On Saturday, February 8, the Jay Heritage Center welcomed Dr. Myra Young Armstead, Director of Africana Studies at Bard College and documentary filmmaker, David Pultz, to kick off their first annual symposium celebrating Black History Month. Themed “The Free African American Experience in Antebellum New York,” the event was well attended and attracted people of all ages, from Westchester historians, community advocates and volunteers to educators and seventh graders at Scarsdale middle school studying the abolition of slavery.
The audience thoroughly enjoyed Mr. Pultz’s presentation of his film in progress “The Bones Speak: The Spring Street Story” which is about an integrated 19th century church in lower Manhattan that was at the epicenter of both rare racial acceptance of the era as well as violent prejudice which escalated into the bloody Abolitionist riots of 1834. This landmark site had been long forgotten, the congregants dispersed, the church demolished and paved over as a parking lot until it was rediscovered by community volunteers who halted construction at the venue just in time to remove burial remains of approximately 90 individuals for study and re-interment. With slides and video clips, Mr. Pultz explained how modern day archaeologists are now identifying the occupations, diets and other biological markers of the very diverse denizens of the “Five Points” neighborhood. This will be Mr. Pultz’s 2nd human rights focused documentary. An earlier award- winning film, “Eternal Memory: Voices from the Great Terror” narrated by Meryl Streep, examined the Stalinist purges and terror in the former Soviet Union during the 1930s and ’40s.
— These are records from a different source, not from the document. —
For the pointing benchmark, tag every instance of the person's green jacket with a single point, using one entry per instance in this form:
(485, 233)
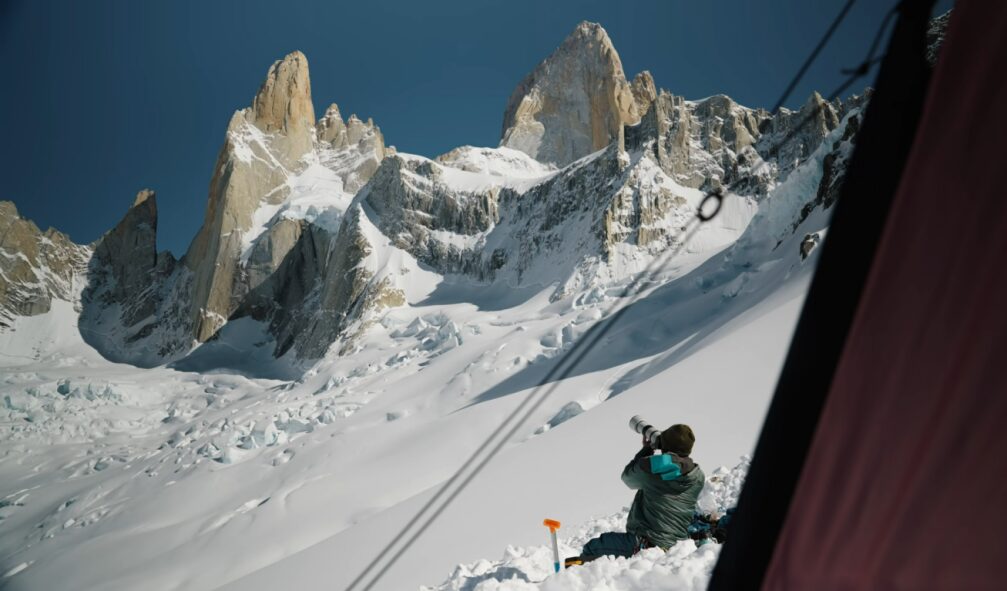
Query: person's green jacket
(668, 486)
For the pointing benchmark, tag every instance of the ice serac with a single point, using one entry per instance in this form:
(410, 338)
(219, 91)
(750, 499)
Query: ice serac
(575, 102)
(265, 145)
(35, 267)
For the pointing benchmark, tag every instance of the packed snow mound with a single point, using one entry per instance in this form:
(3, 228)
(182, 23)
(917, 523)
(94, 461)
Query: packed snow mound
(685, 567)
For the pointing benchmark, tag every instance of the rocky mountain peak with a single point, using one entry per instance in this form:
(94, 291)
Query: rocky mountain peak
(283, 105)
(575, 102)
(644, 91)
(143, 196)
(35, 267)
(283, 102)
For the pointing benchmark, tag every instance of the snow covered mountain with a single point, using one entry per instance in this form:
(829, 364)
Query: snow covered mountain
(349, 322)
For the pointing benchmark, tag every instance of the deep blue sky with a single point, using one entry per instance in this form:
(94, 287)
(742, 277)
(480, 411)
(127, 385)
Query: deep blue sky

Guests were equally engaged by Dr. Armstead’s reading of original letters and a diary penned by Maryland slave, James F. Brown, who ran away to Fishkill, New York after his owners reneged upon a promise to manumit him. She told the story of how this literate and highly motivated man who rose from coachman to master gardener, and distinguished himself through his knowledge of horticulture, including associating himself with America’s earliest landscape architect, A J Downing. Brown’s “craft” helped him defy the stereotypical racial and class conceptions of the African American man as farmhand or labourer, ultimately allowing him to become financially independent, purchase the freedom of his wife, and vote as a citizen of New York. Armstead’s ongoing research includes time that Brown lived with NY Manumission Society President, Peter Augustus Jay and his family from 1831 – 1832. Professor Armstead specializes in U.S. social and cultural history, with an emphasis on urban and African American history. She was awarded the Frederick Douglass Award by the Association for the Study of Afro-American Life and History.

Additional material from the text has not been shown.